Wrenne et Barak sortirent et Maleverer se jeta sur le siège de Barak, qui émit un craquement sonore. Il me gratifia de son sourire triste.

« Vous aviez raison à propos de Broderick, déclara-t-il de but en blanc.

— Dans quel sens ?

— Il était très faible. Je m’en suis aperçu dès qu’on l’a amené. J’avais fait préparer une pièce de la prison : le chevalet dans un coin et des fers en train de chauffer dans le feu, afin qu’il puisse voir ce qui l’attendait. » Il avait l’air de décrire les préparatifs d’un repas. « Radwinter s’est fait un plaisir de l’amener. Or, Broderick a à peine jeté un coup d’œil sur les instruments, et lorsque je lui ai annoncé qu’il tâterait de leur morsure et de leur brûlure s’il refusait de parler, il m’a simplement prié d’en finir au plus vite. Il ne manque pas de courage. » Il serra les lèvres. « Je suis donc passé à l’acte, et, afin que les gardiens n’entendent pas ce qu’il pourrait révéler, je les ai fait sortir. C’est donc Radwinter et moi qui avons serré les roues. Broderick est resté silencieux pendant une bonne minute, puis il a poussé un hurlement, avant de s’évanouir. Il avait perdu totalement connaissance. » Maleverer secoua la tête. « Il nous a fallu plusieurs minutes pour le ranimer. J’étais ennuyé et Radwinter, soudain pris de panique, m’a dit qu’on devrait arrêter.

— Un prisonnier est jadis mort des soins qu’il lui avait prodigués. L’archevêque Cranmer en a été fort mécontent.

— Si Broderick mourait avant de parler alors qu’il est sous ma garde, le roi me châtierait durement. De quoi souffre-t-il, à votre avis ? demanda-t-il en plongeant son regard dans le mien.

— D’affaiblissement, d’épuisement, conséquence de son emprisonnement, de son empoisonnement, et du séjour dans cette voiture durant plusieurs jours.

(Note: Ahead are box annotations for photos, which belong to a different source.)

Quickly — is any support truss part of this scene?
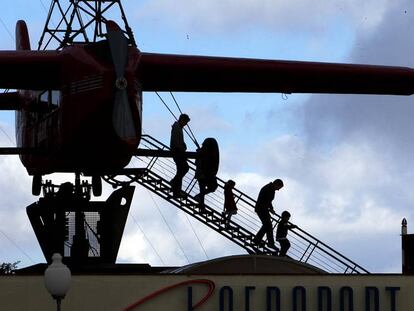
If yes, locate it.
[38,0,136,50]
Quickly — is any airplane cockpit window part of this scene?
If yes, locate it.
[38,90,61,111]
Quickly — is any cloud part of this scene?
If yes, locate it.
[137,0,392,33]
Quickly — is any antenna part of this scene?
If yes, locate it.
[38,0,136,50]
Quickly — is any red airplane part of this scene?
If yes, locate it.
[0,21,414,194]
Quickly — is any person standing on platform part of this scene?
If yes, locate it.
[253,179,283,250]
[170,113,190,197]
[276,211,297,256]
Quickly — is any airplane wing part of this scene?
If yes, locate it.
[0,51,61,90]
[136,53,414,95]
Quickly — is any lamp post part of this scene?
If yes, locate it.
[44,253,71,311]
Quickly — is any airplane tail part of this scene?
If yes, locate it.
[16,20,30,51]
[0,20,30,110]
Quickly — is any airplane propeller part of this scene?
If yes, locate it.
[106,21,136,140]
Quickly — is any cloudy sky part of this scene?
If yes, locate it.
[0,0,414,272]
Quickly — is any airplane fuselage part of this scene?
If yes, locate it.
[16,41,142,175]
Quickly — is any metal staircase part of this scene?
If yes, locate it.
[104,135,369,274]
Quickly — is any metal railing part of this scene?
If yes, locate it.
[107,135,369,274]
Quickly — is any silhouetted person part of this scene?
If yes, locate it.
[223,179,237,227]
[195,138,218,209]
[170,114,190,197]
[276,211,297,256]
[253,179,283,250]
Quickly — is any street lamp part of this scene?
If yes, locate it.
[44,253,71,311]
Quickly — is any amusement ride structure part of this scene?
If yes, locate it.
[4,0,414,273]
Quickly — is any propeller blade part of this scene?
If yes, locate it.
[106,21,128,79]
[112,90,136,140]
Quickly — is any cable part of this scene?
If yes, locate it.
[155,92,178,121]
[185,214,210,259]
[0,229,35,263]
[170,92,200,148]
[0,17,15,42]
[155,92,200,148]
[0,126,14,144]
[131,214,165,266]
[147,190,190,263]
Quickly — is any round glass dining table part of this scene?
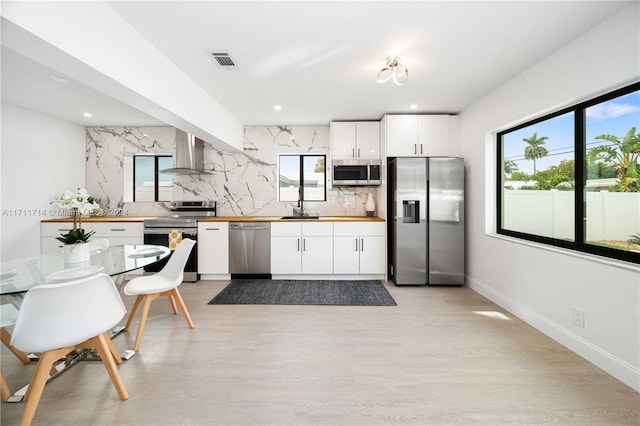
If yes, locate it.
[0,245,171,402]
[0,244,171,295]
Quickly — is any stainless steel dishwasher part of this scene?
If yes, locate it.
[229,222,271,278]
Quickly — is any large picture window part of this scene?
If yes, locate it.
[497,83,640,263]
[133,155,173,202]
[278,154,327,203]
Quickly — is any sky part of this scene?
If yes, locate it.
[503,91,640,174]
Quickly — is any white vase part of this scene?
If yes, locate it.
[364,193,376,216]
[62,243,91,263]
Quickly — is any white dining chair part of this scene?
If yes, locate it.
[0,303,26,402]
[0,303,31,364]
[11,274,129,424]
[124,238,196,351]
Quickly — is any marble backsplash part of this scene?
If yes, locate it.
[87,125,376,216]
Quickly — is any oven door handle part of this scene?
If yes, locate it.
[144,228,198,235]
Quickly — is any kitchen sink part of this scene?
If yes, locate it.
[280,216,320,220]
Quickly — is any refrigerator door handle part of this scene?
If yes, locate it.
[425,181,431,224]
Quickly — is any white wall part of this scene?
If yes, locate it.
[460,2,640,390]
[0,103,86,262]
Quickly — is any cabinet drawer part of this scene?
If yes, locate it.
[91,222,144,238]
[333,222,387,237]
[40,222,95,237]
[302,222,333,237]
[271,222,302,237]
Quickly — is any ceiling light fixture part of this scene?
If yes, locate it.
[376,56,409,86]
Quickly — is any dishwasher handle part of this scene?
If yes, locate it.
[229,223,269,231]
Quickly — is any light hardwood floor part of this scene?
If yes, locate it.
[0,281,640,426]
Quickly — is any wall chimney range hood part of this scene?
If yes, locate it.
[160,129,210,175]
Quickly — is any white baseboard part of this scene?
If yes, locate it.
[271,274,385,281]
[466,277,640,392]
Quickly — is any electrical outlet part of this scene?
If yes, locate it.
[573,308,584,328]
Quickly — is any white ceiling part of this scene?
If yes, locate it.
[2,1,631,126]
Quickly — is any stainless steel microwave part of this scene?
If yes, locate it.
[332,160,382,186]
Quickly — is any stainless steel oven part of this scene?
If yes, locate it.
[144,201,216,282]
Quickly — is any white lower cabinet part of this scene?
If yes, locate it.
[89,222,144,246]
[40,222,144,254]
[271,222,333,275]
[198,222,229,274]
[333,222,386,274]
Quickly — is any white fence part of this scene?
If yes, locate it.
[502,190,640,241]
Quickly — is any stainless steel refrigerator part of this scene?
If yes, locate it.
[387,157,464,286]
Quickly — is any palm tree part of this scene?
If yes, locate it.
[502,160,518,175]
[522,132,549,175]
[587,127,640,181]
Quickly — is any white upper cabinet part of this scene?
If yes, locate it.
[383,114,452,157]
[418,115,451,157]
[331,121,380,160]
[384,115,420,157]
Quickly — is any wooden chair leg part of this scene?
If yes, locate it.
[169,288,195,328]
[0,327,31,364]
[133,294,158,352]
[124,294,144,331]
[77,335,122,364]
[91,333,129,401]
[105,333,122,365]
[0,368,11,402]
[167,294,178,315]
[20,347,74,425]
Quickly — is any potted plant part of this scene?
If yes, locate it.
[51,188,100,263]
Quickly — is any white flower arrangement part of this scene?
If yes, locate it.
[50,188,100,244]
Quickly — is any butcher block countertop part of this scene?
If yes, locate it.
[42,216,384,223]
[198,216,384,222]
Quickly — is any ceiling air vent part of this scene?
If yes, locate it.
[211,52,237,70]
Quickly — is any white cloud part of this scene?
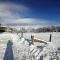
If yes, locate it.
[0,3,56,26]
[0,3,28,24]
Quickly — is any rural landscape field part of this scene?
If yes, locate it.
[0,32,60,60]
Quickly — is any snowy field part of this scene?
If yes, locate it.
[0,32,60,60]
[23,32,60,48]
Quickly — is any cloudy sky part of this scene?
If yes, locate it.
[0,0,60,26]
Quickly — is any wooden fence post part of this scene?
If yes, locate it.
[31,35,34,45]
[49,34,52,42]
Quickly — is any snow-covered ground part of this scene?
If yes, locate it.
[0,32,60,60]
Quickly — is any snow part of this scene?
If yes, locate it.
[0,32,60,60]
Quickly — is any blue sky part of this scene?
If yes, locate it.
[0,0,60,25]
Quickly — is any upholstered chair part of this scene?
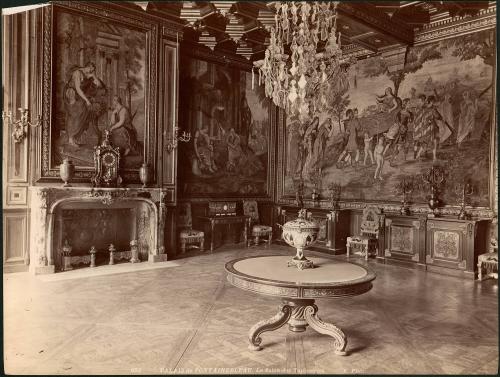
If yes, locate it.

— Vous étiez censé vous assurer qu’il reste en bonne santé.

— J’ai fait de mon mieux.

— Eh bien, dorénavant, je m’occuperai de lui personnellement, afin qu’il arrive à la Tour en possession de tous ses moyens. Je vais l’engraisser. Radwinter n’osera pas s’opposer à moi. Votre mission dans ce domaine prend fin séance tenante.

— L’archevêque Cranmer…

— Je tiens mes ordres du Conseil privé.

— Je vois. » Très bien. Ma mission s’achevait. Je pouvais me laver les mains de Broderick. Tel Ponce Pilate.

— Sir William, m’enquis-je, savez-vous combien de temps nous allons rester à Hull ? »

Il désigna la fenêtre du menton. « Un bateau attend, et, outre Broderick, plusieurs dignitaires ont besoin de rentrer à Londres plus vite que leur monture ne peut les y conduire. Toutefois, nous devons patienter jusqu’à ce que le temps s’améliore, car la pluie ralentira notre cheminement par la route, surtout si Broderick est transporté en voiture. » Il foudroya du regard les vitres sur lesquelles tambourinait la pluie.

« Puis-je quand même rentrer à bord du bateau ? » Maintenant que mon rôle d’accompagnateur était terminé, il n’y avait aucune raison que je regagne Londres le plus vite possible, mais j’avais une envie folle de me retrouver chez moi. Je devais également penser à Giles et à Barak. Persuadé qu’il refuserait, je fus surpris qu’il opine du chef.

« Certes.

— Monsieur, lorsque nous lèverons l’ancre, messire Wrenne pourrait-il nous accompagner ? » J’hésitai, me rappelant une autre promesse. « Ainsi que la jeune Reedbourne ? »

Il haussa les épaules. « Peu me chaut. Renseignez-vous au bureau du chambellan si vous le souhaitez. Il reste des places à bord mais les agents officiels demanderont à être payés.

— Merci.

— Ne me remerciez pas jusqu’à ce que vous soyez arrivé sain et sauf à Londres », dit-il. Sur ce, il quitta la pièce, l’air quelque peu mystérieux et moqueur. L’expression de son visage produisit en moi un certain malaise.